Helfen dir die Lagepläne der Universität?

Am Anfang meines Studiums habe ich sie benutzt. So wusste ich, wo ich hinmusste. Ich habe mir die Wege aber sehr schnell gemerkt. Es hat zwar etwas gedauert, bis ich die Wege gefunden habe, die für mich am praktischsten sind, aber jetzt läuft es ganz gut so für mich. Am Anfang helfen diese Pläne, aber wenn man den Campus kennt, braucht man sie eigentlich nicht mehr.

In welcher Bibliothek bist du am meisten?

Ich bin nicht sehr oft in der juristischen Bibliothek, weil sie weniger zugänglich ist. Es gibt dort eine Maschine, die ich benutzen kann, um die Treppe runterzukommen, aber diese ist langsam. Wenn ich zum Beispiel auf die Toilette gehe, dauert es 20 Minuten, um mit der Maschine hoch- und wieder runterzufahren.

Deswegen gehe ich oft in die Bibliothek für Geschichte und Theologie. Dort habe ich auch einen Platz ohne Stuhl, der für mich reserviert ist. Für mich ist es einfacher, dort hinzukommen. Das einzige Problem hierbei ist, dass ich in dieser Bibliothek nicht die juristischen Bücher habe. In der Bibliothek für Recht stehen die Bücher meistens zu hoch. Deshalb kaufe ich alle Bücher selbst. Bisher funktioniert das auch ganz gut für mich. Das kann aber schnell teuer werden. Ich kaufe daher einige Bücher von Studierenden, die diese nicht mehr brauchen.

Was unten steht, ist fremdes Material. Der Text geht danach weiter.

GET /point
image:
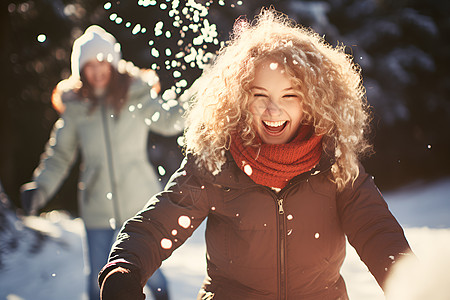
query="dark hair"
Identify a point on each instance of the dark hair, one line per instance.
(116, 92)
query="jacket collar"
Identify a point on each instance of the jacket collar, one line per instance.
(233, 177)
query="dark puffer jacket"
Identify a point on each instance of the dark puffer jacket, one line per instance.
(262, 244)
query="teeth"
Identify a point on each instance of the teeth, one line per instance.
(274, 123)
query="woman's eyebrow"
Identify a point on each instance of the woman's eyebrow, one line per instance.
(257, 87)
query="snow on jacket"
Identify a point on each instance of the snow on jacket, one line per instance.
(262, 244)
(113, 152)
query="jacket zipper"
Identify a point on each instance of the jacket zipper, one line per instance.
(112, 176)
(282, 249)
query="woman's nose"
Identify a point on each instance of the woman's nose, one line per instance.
(272, 108)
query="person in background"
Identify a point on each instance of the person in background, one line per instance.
(273, 141)
(107, 108)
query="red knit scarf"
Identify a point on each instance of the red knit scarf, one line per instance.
(273, 165)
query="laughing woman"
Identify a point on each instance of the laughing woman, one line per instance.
(273, 141)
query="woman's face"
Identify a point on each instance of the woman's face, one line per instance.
(97, 73)
(276, 106)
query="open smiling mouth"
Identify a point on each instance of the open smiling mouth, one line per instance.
(274, 127)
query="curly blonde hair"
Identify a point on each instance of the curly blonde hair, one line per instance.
(329, 82)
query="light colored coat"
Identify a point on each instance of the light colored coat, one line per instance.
(116, 178)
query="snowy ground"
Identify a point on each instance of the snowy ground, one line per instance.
(57, 270)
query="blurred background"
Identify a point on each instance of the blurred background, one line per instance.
(403, 47)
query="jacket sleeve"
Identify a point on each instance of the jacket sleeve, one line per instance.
(163, 116)
(370, 227)
(59, 156)
(168, 219)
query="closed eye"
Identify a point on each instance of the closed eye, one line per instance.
(259, 95)
(291, 96)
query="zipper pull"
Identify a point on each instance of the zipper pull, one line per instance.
(280, 206)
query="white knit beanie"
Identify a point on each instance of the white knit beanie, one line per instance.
(95, 43)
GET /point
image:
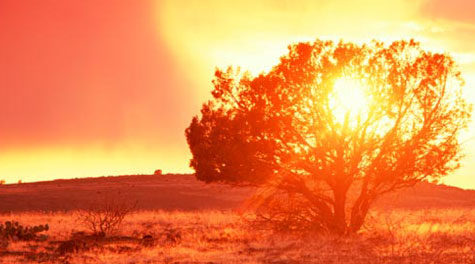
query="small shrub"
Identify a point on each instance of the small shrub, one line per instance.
(14, 231)
(104, 218)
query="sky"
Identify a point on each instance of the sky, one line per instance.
(95, 87)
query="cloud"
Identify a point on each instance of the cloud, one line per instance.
(456, 10)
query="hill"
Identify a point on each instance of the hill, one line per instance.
(184, 192)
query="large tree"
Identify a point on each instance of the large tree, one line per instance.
(328, 118)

Gehst du in die Cafeteria?

In die Cafeteria gehe ich nicht sehr oft, weil meine Freunde und ich unser Mittagessen selbst mitnehmen. Ich war zweimal in der Cafeteria und die Leute dort sind auch sehr offen. Sie haben mir auch angeboten, mein Essen zu meinem Platz zu bringen. Das war sehr freundlich.

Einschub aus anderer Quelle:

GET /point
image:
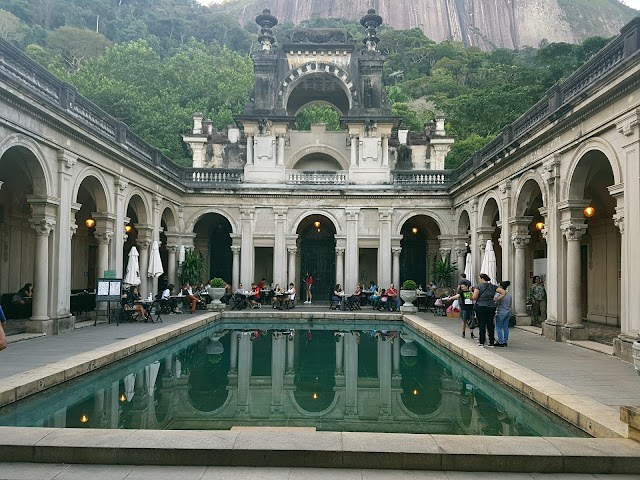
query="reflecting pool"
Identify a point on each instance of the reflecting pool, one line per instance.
(331, 376)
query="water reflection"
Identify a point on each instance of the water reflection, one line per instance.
(341, 380)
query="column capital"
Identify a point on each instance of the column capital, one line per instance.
(573, 231)
(43, 226)
(103, 237)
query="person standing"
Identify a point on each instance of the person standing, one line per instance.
(503, 314)
(483, 294)
(308, 286)
(538, 298)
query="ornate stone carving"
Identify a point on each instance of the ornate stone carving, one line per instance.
(42, 226)
(573, 231)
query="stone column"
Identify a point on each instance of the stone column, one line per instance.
(351, 253)
(520, 243)
(340, 267)
(43, 226)
(249, 149)
(384, 250)
(396, 266)
(280, 247)
(354, 150)
(247, 264)
(574, 329)
(235, 267)
(291, 252)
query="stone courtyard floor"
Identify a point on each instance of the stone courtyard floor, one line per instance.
(591, 373)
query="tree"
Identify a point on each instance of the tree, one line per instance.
(77, 45)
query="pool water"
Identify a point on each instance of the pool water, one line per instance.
(334, 377)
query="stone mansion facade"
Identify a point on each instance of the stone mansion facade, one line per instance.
(367, 202)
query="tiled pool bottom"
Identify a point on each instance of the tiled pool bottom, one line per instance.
(364, 376)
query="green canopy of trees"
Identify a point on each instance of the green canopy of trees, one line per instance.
(153, 63)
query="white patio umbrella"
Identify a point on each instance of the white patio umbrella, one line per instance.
(155, 263)
(489, 264)
(468, 269)
(132, 277)
(130, 386)
(151, 375)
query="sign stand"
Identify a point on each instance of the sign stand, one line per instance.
(108, 290)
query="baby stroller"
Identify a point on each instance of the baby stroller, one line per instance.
(238, 302)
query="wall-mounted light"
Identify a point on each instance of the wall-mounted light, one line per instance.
(589, 211)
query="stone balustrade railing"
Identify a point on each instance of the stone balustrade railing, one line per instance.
(317, 178)
(437, 179)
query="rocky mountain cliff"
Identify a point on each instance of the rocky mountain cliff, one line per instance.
(483, 23)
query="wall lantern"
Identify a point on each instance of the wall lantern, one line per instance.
(589, 211)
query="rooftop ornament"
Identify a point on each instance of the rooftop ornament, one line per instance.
(266, 22)
(371, 22)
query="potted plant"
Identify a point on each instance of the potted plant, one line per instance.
(408, 294)
(216, 290)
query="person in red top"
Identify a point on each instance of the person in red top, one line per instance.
(392, 293)
(308, 280)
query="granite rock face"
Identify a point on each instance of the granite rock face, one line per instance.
(486, 24)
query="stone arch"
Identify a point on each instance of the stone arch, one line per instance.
(397, 228)
(526, 187)
(138, 201)
(101, 196)
(170, 217)
(316, 70)
(190, 224)
(37, 167)
(486, 218)
(577, 174)
(324, 149)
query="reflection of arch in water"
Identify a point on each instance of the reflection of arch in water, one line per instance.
(315, 377)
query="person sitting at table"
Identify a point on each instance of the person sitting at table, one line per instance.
(392, 293)
(167, 302)
(278, 296)
(337, 295)
(133, 296)
(187, 291)
(354, 298)
(23, 295)
(254, 296)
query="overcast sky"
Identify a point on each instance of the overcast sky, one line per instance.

Gibt es Stellen, die dir Schwierigkeiten bereiten?

Das grösste Problem sind die Toiletten in Pérolles! Meistens gibt es nicht genug Platz und die Gänge sind nicht gut konstruiert. Immerhin gibt es in Pérolles nun einige Bauarbeiten, um das zu verbessern. In Beauregard sind die Türen in den Gebäuden sehr schwer und daher schwierig zu öffnen.

Was findest du gut an den Universitätsgebäuden?

Es gibt viele Aufzüge und in Pérolles sind diese schön gross. Das ist sehr praktisch. Miséricorde ist sehr zugänglich, weil die Rampen nicht zu steil sind und ich überall gut hinkomme. Professor Previtali, der auch einen Rollstuhl benutzt, hat sich sehr dafür eingesetzt, die Universitätsgebäude barrierefrei zu machen.

Was könnte man deiner Meinung nach verbessern?

Natürlich können Gebäude nie perfekt barrierefrei sein. Ich glaube aber, dass es bereits hilft, wenn die Leute offen und hilfsbereit sind, um sich Probleme oder Fragen anzuhören. So kann nämlich gemeinsam eine Lösung gefunden werden. Die Mitarbeiter:innen der Universität Freiburg sind sehr kompetent und offen für das Thema Barrierefreiheit. Darüber bin ich sehr froh, denn das ist nicht überall so. Ich habe unterschiedliche Erfahrungen gemacht, beispielsweise waren die Gebäude von meiner Primarschule oder meinem Gymnasium schwer zugänglich. Da war es viel komplizierter als hier an der Universität. Das ist aber nur meine Erfahrung. Mit dem Studium direkt habe ich also kein Problem.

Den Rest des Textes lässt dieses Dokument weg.